Not Insane (1972)
Review from Benway's House of Firesign
This is one of the Firesign's most disjointed albums. However, there are some excellent pieces - especially the Shakespeare parodies - throughout, which
makes it all doubly frustrating. The material that makes up this recording is much more effective when seperated and presented in the form in which it was
(apparently) originally intended. Basically, the album is made up of three components.
The first is the Shakespeare material, which is hilarious and a lot easier to follow than on "Shakespeare's Lost Comedie," the fleshed-out version of the
Shakespeare routines. It's also helped along considerably by being able to hear the interaction and reaction between the Guys and their audience.
The second part is the National Surrealist Convention and "Young Guy, Motor Detective." Both of these are performed (mostly) live and featured in the
"Martian Space Party" film. The Convention is extended in the film, which, again, helps it impact. "Young Guy" is actually in a longer form than in the film,
but is not one of their stronger pieces (it's a somewhat confused take-off on Japanese action films which was a smaller section of a once-proposed album
"theme").
The third portion is random, studio-recorded & live commercial parodies, which are funny but almost second-nature to the Guys. The "theme" of the album
was rejected at the eleventh hour, so what remains is a extremely confusing premise involving radio prison and an all-seeing robot named "Walter." So,
what we have here are truncated portions of several different pieces, none of which totally satisfy as none of them are complete, immersed in a muddle of
half-baked linking concepts and strange audio effects. Any one of the album's components could have been extended to make a strong record, but it seems
as if the Group was experiencing too much professional turmoil to see any of it through.
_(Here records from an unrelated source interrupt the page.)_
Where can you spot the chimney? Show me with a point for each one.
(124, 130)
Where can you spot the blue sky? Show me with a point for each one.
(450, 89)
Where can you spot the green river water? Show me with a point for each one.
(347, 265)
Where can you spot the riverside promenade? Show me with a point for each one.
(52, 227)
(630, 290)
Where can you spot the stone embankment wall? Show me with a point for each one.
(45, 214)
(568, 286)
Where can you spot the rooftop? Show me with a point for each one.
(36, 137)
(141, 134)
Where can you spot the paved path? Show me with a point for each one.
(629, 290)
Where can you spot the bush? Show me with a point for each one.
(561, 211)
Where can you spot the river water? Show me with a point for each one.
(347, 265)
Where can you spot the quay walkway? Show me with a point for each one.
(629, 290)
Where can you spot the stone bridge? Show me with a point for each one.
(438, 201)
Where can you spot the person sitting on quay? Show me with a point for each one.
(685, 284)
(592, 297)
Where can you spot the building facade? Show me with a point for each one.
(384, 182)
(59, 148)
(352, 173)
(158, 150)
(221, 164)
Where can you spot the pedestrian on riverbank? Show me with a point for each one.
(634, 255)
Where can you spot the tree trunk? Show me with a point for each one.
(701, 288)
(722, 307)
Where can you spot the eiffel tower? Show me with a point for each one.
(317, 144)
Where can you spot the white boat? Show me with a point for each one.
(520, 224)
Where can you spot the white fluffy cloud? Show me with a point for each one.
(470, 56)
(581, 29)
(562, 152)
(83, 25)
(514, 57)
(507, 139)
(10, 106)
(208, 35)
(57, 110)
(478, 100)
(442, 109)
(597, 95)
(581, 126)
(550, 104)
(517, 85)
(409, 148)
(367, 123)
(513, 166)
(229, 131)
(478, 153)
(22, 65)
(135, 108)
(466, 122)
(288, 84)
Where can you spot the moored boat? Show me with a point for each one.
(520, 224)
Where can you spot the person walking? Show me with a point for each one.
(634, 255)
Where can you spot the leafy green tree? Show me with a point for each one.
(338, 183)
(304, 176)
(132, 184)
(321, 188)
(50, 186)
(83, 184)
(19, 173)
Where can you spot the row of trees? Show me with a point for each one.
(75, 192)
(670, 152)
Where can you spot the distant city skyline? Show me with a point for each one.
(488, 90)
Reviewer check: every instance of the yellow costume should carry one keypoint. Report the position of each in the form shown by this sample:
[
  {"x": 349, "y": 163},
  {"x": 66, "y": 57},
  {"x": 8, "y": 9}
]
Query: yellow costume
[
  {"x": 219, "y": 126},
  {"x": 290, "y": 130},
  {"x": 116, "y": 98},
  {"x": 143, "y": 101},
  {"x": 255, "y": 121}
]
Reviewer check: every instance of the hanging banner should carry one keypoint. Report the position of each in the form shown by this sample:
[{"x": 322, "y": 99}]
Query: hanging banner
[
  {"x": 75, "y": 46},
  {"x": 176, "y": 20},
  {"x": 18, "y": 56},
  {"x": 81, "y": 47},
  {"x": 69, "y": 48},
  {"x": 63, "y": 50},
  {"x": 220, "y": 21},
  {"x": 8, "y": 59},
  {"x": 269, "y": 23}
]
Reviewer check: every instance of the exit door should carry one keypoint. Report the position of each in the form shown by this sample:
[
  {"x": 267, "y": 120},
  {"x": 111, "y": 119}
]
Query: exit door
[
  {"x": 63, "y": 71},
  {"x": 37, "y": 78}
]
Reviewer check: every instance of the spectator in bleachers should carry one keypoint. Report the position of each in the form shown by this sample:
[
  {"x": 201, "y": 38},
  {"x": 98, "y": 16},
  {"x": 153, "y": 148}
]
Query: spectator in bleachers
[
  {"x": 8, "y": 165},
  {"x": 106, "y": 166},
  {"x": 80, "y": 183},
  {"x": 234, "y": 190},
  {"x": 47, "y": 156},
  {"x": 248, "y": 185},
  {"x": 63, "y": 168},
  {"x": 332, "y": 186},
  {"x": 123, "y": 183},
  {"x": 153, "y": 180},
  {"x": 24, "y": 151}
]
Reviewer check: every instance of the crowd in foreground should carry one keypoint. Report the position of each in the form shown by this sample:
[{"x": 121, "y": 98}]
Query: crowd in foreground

This record caused the group to take a break, pursue solo projects, and rest up for their "comeback." It stands as the final moment of the first phase (some
say "Golden Years") of the Firesign Theatre. They would produce good-to-excellent material after it, but no subsequent work reflects the out-and-out
surrealism of their first four studio albums. They would have involved, cross-referencing linking material on other albums, but it would be more grounded in
reality from now on (i. e., narrarators & TV crews as opposed to stream-of-consciousness whimsy).